(MONSIEUR HARDOUIN, MADAME DE VERTILLAC.)
Monsieur Hardouin
Seule ?
Madame de Vertillac
Seule !
Monsieur Hardouin
Qu'avez-vous fait de votre fille ?
Madame de Vertillac
Ma fille, nous en parlerons tout à l'heure ; mais il faut d'abord que je vous entretienne d'une chose qui presse et qui pourrait m'échapper. Vous avez été lié avec le marquis de Tourvelle ?
Monsieur Hardouin
Oui, avant que le Grisel[1] ne lui barbouillât la tête.
Madame de Vertillac
L'êtes-vous encore ?
Monsieur Hardouin
Peu. J'ai quelque espoir de le voir aujourd'hui.
Madame de Vertillac
Écoutez-moi bien. Il est devenu collateur d'un excellent bénéfice.
Monsieur Hardouin
Je le sais ; le prieuré de Préfontaine.
Madame de Vertillac
Eh bien, le sot marquis ne veut-il pas conférer ce prieuré à un certain abbé Gaucher… Gauchat[2], sulpicien renforcé, à face blême, à cheveux plats, théologien sublime ! Mais que m'importe toute sa théologie, s'il est triste, ennuyeux à périr et sans la moindre ressource dans la société ?
Monsieur Hardouin
Vous avez raison ; il ne faut pas souffrir cela.
Madame de Vertillac
Vous emploierez donc tout ce que vous avez d'autorité sur l'esprit du marquis en faveur de l'abbé Dubuisson, garçon charmant, chez qui j'irai faire le reversis qui sera suivi d'un excellent souper.

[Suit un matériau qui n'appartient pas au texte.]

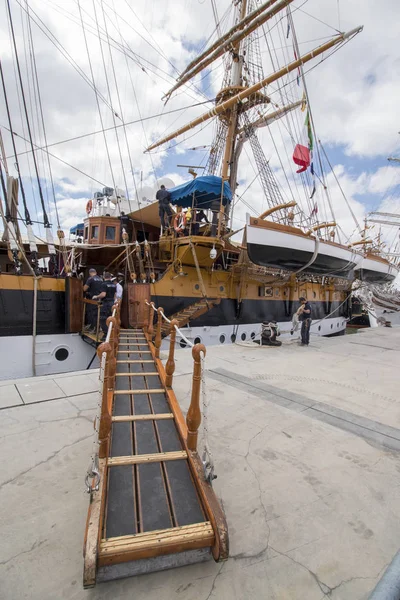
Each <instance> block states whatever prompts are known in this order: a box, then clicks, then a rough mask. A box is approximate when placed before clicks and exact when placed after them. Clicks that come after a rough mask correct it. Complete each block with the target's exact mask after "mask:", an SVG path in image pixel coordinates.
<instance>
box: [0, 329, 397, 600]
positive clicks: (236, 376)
mask: <svg viewBox="0 0 400 600" xmlns="http://www.w3.org/2000/svg"><path fill="white" fill-rule="evenodd" d="M399 359H400V328H393V329H385V328H379V329H374V330H369V329H368V330H363V331H360V332H358V333H357V334H355V335H348V336H346V337H339V338H312V339H311V345H310V346H309V347H299V346H298V344H297V343H296V342H295V341H294V340H293V341H291V342H285V343H284V344H283V346H282V347H280V348H261V347H254V346H253V347H250V346H248V345H246V344H240V345H239V344H237V345H232V346H231V345H230V346H229V347H210V348H208V349H207V358H206V368H207V373H206V381H207V386H206V387H207V397H208V399H209V403H210V406H209V417H208V421H209V437H210V445H211V449H212V451H213V456H214V461H215V465H216V472H217V474H218V479H217V480H216V481H215V482H214V489H215V490H216V493H217V495H218V496H219V497H220V498H221V499H222V503H223V506H224V510H225V512H226V516H227V521H228V525H229V533H230V558H229V560H228V561H227V562H224V563H222V564H215V563H214V562H206V563H202V564H196V565H191V566H187V567H183V568H179V569H174V570H171V571H164V572H159V573H154V574H151V575H141V576H140V577H136V578H130V579H124V580H119V581H113V582H109V583H104V584H100V585H98V586H97V587H96V588H95V589H94V590H83V588H82V584H81V580H82V546H83V531H84V527H85V519H86V513H87V503H88V499H87V495H86V494H85V492H84V476H85V473H86V469H87V467H88V463H89V457H90V453H91V448H92V440H93V416H94V413H95V407H96V405H97V400H98V396H97V390H98V381H97V374H96V371H90V372H87V371H86V372H80V373H75V374H69V375H68V374H63V375H59V376H49V377H39V378H36V379H23V380H19V381H1V382H0V410H1V420H0V441H1V450H2V457H3V460H2V469H1V470H0V502H1V507H2V511H1V518H0V532H1V537H2V544H1V548H0V581H1V586H0V589H1V592H0V597H1V598H7V599H10V600H13V599H14V598H15V599H16V598H27V599H34V600H36V599H39V598H40V599H41V600H54V598H69V599H73V600H81V599H82V600H83V599H85V600H87V599H89V600H93V599H94V598H96V600H101V599H102V598H104V599H105V598H109V597H112V598H114V599H116V600H118V599H119V598H121V599H122V598H126V597H130V596H132V597H135V598H136V600H158V598H160V596H161V597H162V598H163V599H164V600H169V599H172V598H178V597H182V598H185V600H186V599H187V600H192V599H193V600H194V599H196V600H197V599H199V598H200V599H202V598H204V600H205V599H209V600H212V599H214V598H215V599H218V600H224V599H229V600H231V599H238V600H239V599H240V600H242V599H243V598H246V599H253V598H254V599H256V598H257V599H258V598H261V597H263V598H287V599H288V600H289V599H297V598H299V599H300V598H307V600H320V599H322V598H323V597H327V596H328V597H329V598H331V599H333V600H344V599H347V598H352V600H357V599H359V600H361V599H364V598H366V597H368V594H369V592H370V591H371V590H372V589H373V588H374V586H375V584H376V582H377V581H378V580H379V578H380V577H381V576H382V574H383V572H384V570H385V568H386V566H387V565H388V563H390V561H391V560H392V558H393V556H394V555H395V553H396V552H397V550H398V548H399V546H400V541H399V540H400V502H399V495H400V492H399V486H398V474H399V472H400V398H399V394H398V388H399V382H400V375H399V370H398V365H399V364H400V361H399ZM176 363H177V369H176V371H175V376H174V390H175V393H176V395H177V398H178V400H179V401H180V402H181V405H182V407H183V409H184V410H186V409H187V407H188V404H189V399H190V393H189V392H190V380H191V373H192V357H191V353H190V351H189V350H180V351H179V352H177V353H176ZM201 447H202V445H201V442H200V443H199V451H201Z"/></svg>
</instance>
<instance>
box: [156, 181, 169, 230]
mask: <svg viewBox="0 0 400 600" xmlns="http://www.w3.org/2000/svg"><path fill="white" fill-rule="evenodd" d="M156 200H158V214H159V215H160V223H161V227H162V228H163V229H164V228H168V227H170V225H171V223H170V221H171V217H172V210H171V207H170V205H169V203H170V200H171V194H170V193H169V191H168V190H166V189H165V185H162V186H161V187H160V189H159V190H158V192H157V194H156Z"/></svg>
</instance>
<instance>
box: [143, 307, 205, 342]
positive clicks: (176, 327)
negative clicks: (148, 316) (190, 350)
mask: <svg viewBox="0 0 400 600" xmlns="http://www.w3.org/2000/svg"><path fill="white" fill-rule="evenodd" d="M145 302H146V304H147V306H151V308H152V309H153V310H154V312H156V313H158V312H159V314H161V316H162V318H163V319H164V321H166V322H167V323H169V324H170V323H171V319H168V317H166V316H165V314H164V309H162V308H161V310H160V311H158V310H157V309H156V307H155V306H154V303H153V302H147V300H145ZM174 327H175V331H176V332H177V334H178V335H180V337H181V338H182V339H183V340H184V341H185V342H186V343H187V345H188V346H190V347H191V348H194V344H193V342H191V341H190V340H188V339H187V337H186V336H185V335H184V334H183V333H182V331H181V330H180V329H179V327H178V326H177V325H174Z"/></svg>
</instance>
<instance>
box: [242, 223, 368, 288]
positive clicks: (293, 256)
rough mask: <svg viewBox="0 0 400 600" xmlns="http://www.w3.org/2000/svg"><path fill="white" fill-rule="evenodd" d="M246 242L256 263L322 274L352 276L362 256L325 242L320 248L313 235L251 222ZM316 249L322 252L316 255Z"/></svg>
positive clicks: (330, 275)
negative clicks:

Si la table de l'abbé est délicate, c'est que sa conversation est encore plus amusante. Personne ne sait mieux les aventures scandaleuses et ne les raconte avec plus de décence ; et si je ne craignais d'être médisante, je vous dirais qu'il est excellent chansonnier et le bon, le tendre, l'intime ami de notre intendante, qui se charge en échange des petits couplets de l'abbé.
Monsieur Hardouin
De Tourvelle connaît-il le Gauchat et votre Dubuisson ?
Madame de Vertillac
Non. L'un n'est jamais sorti de son séminaire, et l'autre est trop bonne compagnie pour lui.
Monsieur Hardouin
Il suffit ; à présent venons à votre fille.